Later on 2026-02-17, Cline remediated the incident by deprecating cline@2.3.0 and publishing cline@2.4.0. The maintainers also stated that the VS Code extension and JetBrains plugin were not affected.
The tainted cline@2.3.0 release was available for roughly eight hours on 2026-02-17 before being pulled, with reports estimating about 4,000 downloads during that window. Microsoft and others observed an uptick in OpenClaw installations tied to the unauthorized install script.
On 2026-02-17, an unauthorized party used a compromised npm publish token to release cline@2.3.0 to the npm registry. The package was modified only in package.json to add a postinstall script that globally installed openclaw@latest.
Following the public disclosure, Cline removed the vulnerable workflows and implemented mitigations within about 30 minutes, including credential rotation. Later reporting indicated the rotation was incomplete, leaving at least one publish token still valid.
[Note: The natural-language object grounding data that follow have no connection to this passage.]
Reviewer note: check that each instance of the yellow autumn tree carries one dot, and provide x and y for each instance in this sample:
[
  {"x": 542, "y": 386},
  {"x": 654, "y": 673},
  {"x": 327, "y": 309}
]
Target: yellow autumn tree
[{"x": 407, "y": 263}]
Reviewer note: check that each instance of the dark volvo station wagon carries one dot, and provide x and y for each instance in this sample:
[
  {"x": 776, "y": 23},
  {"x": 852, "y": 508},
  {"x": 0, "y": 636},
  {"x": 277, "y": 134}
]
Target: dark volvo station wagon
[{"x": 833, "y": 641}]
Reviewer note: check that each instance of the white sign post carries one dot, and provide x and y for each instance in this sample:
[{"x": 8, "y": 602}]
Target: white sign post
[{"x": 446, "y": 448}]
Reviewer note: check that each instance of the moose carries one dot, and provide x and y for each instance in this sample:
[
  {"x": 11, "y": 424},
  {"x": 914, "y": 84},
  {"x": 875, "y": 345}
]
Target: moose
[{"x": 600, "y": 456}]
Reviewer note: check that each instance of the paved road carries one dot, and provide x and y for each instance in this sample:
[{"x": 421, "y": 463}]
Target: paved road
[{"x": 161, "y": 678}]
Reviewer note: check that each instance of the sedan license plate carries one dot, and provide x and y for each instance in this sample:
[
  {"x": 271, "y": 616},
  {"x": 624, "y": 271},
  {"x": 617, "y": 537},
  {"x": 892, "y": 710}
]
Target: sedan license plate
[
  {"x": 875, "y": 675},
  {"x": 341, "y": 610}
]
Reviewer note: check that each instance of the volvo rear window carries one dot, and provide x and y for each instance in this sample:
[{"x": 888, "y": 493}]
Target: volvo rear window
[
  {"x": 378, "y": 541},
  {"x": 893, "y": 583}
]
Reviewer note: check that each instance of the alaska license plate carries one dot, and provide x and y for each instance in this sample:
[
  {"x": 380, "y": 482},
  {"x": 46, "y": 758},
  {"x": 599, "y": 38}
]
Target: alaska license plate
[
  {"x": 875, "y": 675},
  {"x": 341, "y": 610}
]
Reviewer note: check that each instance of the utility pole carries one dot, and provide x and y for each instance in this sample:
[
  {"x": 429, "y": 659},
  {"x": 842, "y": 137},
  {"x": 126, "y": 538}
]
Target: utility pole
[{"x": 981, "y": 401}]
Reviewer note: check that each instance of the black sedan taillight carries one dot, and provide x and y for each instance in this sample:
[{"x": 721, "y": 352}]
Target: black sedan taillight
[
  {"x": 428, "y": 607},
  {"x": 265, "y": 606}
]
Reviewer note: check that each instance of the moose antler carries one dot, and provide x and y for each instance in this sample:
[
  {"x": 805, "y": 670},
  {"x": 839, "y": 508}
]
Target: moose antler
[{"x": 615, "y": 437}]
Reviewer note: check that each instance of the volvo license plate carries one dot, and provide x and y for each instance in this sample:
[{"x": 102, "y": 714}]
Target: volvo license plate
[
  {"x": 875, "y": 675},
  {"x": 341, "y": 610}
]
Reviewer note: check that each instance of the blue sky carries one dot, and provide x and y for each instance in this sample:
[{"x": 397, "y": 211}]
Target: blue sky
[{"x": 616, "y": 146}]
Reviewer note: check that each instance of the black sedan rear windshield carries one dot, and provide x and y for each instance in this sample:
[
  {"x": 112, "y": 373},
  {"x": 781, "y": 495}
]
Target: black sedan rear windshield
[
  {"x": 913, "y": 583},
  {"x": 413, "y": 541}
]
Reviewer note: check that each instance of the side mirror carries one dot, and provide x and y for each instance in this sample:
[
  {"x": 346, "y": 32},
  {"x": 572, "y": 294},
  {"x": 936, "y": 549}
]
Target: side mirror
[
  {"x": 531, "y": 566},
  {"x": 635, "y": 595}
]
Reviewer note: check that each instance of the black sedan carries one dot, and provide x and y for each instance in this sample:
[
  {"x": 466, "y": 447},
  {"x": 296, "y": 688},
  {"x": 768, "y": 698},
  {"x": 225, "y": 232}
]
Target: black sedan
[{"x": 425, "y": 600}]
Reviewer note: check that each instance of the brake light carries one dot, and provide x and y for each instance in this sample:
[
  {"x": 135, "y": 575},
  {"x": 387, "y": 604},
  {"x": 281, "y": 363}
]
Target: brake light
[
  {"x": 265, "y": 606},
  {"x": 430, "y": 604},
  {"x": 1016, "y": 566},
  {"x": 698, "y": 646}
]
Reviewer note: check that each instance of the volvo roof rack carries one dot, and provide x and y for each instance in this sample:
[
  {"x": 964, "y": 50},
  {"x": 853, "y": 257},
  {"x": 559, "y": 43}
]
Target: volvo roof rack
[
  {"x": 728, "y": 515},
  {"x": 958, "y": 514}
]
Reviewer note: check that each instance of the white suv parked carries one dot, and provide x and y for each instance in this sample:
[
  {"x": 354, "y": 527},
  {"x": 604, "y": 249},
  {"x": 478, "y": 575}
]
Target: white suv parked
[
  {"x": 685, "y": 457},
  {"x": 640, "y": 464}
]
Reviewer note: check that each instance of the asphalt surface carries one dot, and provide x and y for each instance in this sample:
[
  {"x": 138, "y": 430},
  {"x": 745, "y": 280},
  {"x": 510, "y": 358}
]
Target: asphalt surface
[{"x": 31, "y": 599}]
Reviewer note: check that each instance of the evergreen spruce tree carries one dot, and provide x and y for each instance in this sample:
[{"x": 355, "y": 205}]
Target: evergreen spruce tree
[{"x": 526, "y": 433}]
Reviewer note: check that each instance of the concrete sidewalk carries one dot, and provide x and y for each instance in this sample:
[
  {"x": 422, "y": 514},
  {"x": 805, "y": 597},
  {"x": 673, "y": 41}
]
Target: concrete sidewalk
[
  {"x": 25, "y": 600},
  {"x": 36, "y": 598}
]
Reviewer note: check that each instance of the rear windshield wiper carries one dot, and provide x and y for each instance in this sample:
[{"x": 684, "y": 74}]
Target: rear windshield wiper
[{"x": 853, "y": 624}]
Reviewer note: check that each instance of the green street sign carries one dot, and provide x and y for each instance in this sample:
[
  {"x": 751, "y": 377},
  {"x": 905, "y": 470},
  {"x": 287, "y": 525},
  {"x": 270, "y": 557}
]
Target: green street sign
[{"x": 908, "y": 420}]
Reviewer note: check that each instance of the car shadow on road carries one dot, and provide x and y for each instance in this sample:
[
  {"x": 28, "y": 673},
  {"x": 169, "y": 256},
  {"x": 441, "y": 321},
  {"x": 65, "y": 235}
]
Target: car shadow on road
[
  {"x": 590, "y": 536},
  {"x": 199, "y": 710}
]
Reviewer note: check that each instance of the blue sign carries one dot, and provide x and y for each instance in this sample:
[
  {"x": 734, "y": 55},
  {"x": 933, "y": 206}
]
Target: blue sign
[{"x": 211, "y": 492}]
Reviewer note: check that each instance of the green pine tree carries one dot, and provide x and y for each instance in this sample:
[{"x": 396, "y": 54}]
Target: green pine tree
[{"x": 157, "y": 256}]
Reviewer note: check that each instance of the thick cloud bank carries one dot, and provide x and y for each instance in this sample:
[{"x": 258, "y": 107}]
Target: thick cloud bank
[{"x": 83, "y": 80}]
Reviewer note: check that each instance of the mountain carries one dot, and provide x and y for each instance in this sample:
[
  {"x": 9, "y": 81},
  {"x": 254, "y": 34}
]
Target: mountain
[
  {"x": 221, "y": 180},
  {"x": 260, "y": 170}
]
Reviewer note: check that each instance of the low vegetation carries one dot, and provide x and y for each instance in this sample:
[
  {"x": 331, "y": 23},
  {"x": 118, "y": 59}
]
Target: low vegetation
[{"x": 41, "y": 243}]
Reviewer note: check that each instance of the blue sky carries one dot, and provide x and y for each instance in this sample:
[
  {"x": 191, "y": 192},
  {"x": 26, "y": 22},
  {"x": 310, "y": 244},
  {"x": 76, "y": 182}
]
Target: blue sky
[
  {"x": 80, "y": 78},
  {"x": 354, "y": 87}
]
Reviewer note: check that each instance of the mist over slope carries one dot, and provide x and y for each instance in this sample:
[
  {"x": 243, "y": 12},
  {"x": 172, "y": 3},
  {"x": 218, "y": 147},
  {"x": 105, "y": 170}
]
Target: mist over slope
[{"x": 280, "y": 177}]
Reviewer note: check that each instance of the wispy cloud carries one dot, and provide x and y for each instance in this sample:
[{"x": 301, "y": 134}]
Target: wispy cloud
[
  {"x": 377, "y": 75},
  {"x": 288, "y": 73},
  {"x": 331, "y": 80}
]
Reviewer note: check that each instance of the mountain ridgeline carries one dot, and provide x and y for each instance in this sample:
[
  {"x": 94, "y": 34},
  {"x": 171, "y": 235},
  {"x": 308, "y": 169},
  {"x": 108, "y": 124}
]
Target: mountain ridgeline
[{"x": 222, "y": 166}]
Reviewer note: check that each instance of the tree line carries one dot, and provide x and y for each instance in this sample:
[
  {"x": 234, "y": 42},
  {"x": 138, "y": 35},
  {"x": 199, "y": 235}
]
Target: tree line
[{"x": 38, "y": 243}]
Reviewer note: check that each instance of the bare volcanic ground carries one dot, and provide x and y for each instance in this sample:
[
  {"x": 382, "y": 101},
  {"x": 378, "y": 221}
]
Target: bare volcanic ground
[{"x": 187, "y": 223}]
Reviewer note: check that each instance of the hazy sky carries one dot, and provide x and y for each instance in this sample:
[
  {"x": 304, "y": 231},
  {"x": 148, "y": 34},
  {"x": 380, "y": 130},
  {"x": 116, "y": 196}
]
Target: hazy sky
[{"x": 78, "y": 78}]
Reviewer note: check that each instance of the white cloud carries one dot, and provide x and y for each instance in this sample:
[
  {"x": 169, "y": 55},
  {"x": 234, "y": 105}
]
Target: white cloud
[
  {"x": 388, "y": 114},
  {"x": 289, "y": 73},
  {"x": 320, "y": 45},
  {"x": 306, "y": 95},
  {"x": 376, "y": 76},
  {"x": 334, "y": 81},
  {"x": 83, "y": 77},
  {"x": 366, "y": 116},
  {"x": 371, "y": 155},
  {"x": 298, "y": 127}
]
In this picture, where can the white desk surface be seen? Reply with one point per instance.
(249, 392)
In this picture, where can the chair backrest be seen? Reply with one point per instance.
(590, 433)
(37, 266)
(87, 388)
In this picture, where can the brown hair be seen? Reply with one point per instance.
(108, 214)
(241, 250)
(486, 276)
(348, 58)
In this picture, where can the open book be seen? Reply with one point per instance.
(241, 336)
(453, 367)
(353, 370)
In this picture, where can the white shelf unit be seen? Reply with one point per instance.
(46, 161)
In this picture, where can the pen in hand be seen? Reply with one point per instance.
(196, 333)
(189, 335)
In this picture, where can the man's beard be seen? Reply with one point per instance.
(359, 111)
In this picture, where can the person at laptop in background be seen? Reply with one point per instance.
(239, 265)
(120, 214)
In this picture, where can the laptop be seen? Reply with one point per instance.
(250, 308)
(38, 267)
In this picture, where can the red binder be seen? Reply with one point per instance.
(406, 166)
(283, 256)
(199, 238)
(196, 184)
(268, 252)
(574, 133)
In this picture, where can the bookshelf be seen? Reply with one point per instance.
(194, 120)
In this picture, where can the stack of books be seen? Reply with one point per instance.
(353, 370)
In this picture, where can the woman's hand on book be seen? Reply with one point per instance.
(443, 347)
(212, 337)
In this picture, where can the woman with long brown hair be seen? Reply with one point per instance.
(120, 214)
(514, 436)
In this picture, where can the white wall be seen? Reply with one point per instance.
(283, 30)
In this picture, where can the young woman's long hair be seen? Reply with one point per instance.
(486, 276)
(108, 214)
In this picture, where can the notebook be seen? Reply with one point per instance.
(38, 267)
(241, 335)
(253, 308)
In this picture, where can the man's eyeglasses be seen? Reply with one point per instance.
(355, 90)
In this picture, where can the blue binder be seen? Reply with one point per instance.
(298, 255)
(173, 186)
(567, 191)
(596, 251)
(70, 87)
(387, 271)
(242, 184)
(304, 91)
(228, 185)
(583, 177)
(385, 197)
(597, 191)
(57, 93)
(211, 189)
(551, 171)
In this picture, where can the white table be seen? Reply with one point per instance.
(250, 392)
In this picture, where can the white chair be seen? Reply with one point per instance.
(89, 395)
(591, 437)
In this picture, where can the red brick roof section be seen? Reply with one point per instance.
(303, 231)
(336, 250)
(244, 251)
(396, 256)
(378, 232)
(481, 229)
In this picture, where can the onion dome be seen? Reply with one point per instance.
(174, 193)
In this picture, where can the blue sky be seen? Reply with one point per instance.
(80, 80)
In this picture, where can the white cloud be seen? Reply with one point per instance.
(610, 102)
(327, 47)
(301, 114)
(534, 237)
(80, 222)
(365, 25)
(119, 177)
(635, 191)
After reporting no substantive response, Adnan Khan publicly disclosed the vulnerability chain in early February 2026, with multiple sources placing the disclosure on 2026-02-09. The disclosure described how prompt injection against Cline’s issue-triage automation could lead to GitHub Actions compromise and token theft.
Security researcher Adnan Khan said he privately contacted Cline starting on 2026-01-01 about a supply-chain vulnerability involving prompt injection in Cline’s AI-powered GitHub Actions workflows. The reported issue could enable code execution, cache poisoning, and theft of publishing credentials.